As gold continues to attract investors seeking safety, the message from the budget is clear: the government wants to reward long-term, primary participation in its gold-linked savings schemes, not trading strategies built around tax-free exits.
Comments
david.rasquinha
1 month ago
This is typical of the government and bureaucracy. The foolish failure of the MOF to hedge its SGB exposure has led to huge losses. Now to recoup some of those losses, a retrospective change is made in the tax laws. It would have been fair to make the change to apply to SGBs purchased after a future date, say April 01, or even from the day of the announcement.
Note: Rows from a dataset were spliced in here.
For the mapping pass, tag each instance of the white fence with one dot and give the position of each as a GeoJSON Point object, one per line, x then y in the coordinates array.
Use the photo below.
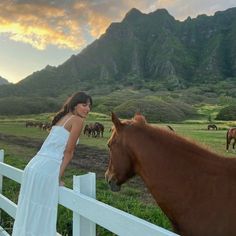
{"type": "Point", "coordinates": [87, 211]}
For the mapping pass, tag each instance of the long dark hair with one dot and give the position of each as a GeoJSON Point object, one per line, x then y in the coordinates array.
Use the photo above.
{"type": "Point", "coordinates": [69, 105]}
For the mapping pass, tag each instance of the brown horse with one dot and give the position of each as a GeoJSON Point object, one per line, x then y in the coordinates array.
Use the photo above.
{"type": "Point", "coordinates": [212, 126]}
{"type": "Point", "coordinates": [194, 187]}
{"type": "Point", "coordinates": [231, 134]}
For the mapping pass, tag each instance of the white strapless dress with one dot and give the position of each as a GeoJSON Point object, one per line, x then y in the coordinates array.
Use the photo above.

But to apply it across the board is fundamentally wrong, though not a surprise as the tax bureaucracy makes a habit of such atrocious rules.
r_ashok41
1 month ago
looks like if the gold price had not increased then this would not have been done.How will an ordinary pension holder find ways to beat inflation and meet the daily expenses when pricesare high and interest rates in bank fd are falling.
mnavarathan
1 month ago
The initial message was that it is exempt for those holding till maturity.
narayansa
Replied to mnavarathan comment 1 month ago
When the RBI itself allowed original purchasers the option of early redemption( especially usefule for retired seniors to meet fund exigencies or even on death of original holder, it was always understood to be free of capital gain tax. Only early voluntary sale only was understood to be not free of capital gains tax. One more reason among many not to trust govt.